I have a question about using pre-trained models for object detection and I hope you can help me getting this right
I have looked into the pascal/pascal-multi notebooks of the 2018 course and there the resnet model was used and then trained on the pascal dataset to do the multi object detection task. For the resnet model, I assume this one was a pre-trained model on ImageNet (?).
If so, the pre-trained model was actually trained to do a classification task for one object in an image and was then used with transfer learning to do the multi detection task. Am I getting this right?
So let’s say we have a dataset of labeled images for the classification of 5 classes and use a model for training that was pre-trained on ImageNet. Then (after optimizing) this model is pretty good at classifying those 5 classes. We then have another dataset of images containing these objects and the bounding boxes for those 5 classes.
My question now is: when we save the trained weights from the classification model and use this trained and optimized model as the new pre-trained model for the multi-object detection task, is this possible (and somehow useful for a higher accuracy)? Or am I missing something here?
As there are no replies up until now, maybe my question was not that clear. I tried to make it more visual here:
The idea is:
I have two datasets: one for image classification with 5 classes (every image contains only one object). The images of the other dataset contain multiple objects of those 5 classes and there are bounding boxes for each object.

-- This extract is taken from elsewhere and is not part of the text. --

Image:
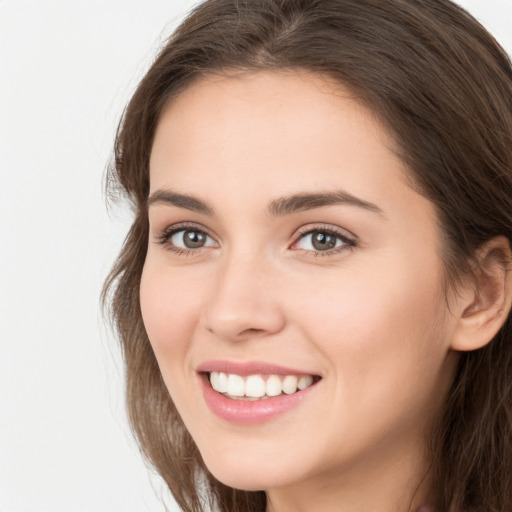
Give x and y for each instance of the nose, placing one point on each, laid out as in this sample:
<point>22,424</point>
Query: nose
<point>245,302</point>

Both datasets are not that big (around 1000 images).
From what I have read, normally you would do transfer learning for object detection with bounding boxes with a model pre-trained on ImageNet (therefore trained for classifying) as input.
Could the accuracy be increased by
- first fine-tuning a classifier to the regarding classes with the pre-trained ImageNet model
- then saving this model
- using this saved model for training the multi object detector model for the same object classes?
Is my question understandable?
Any suggestions, if this question is stupid or worth experimenting? Or has something similar to this already been published in some work?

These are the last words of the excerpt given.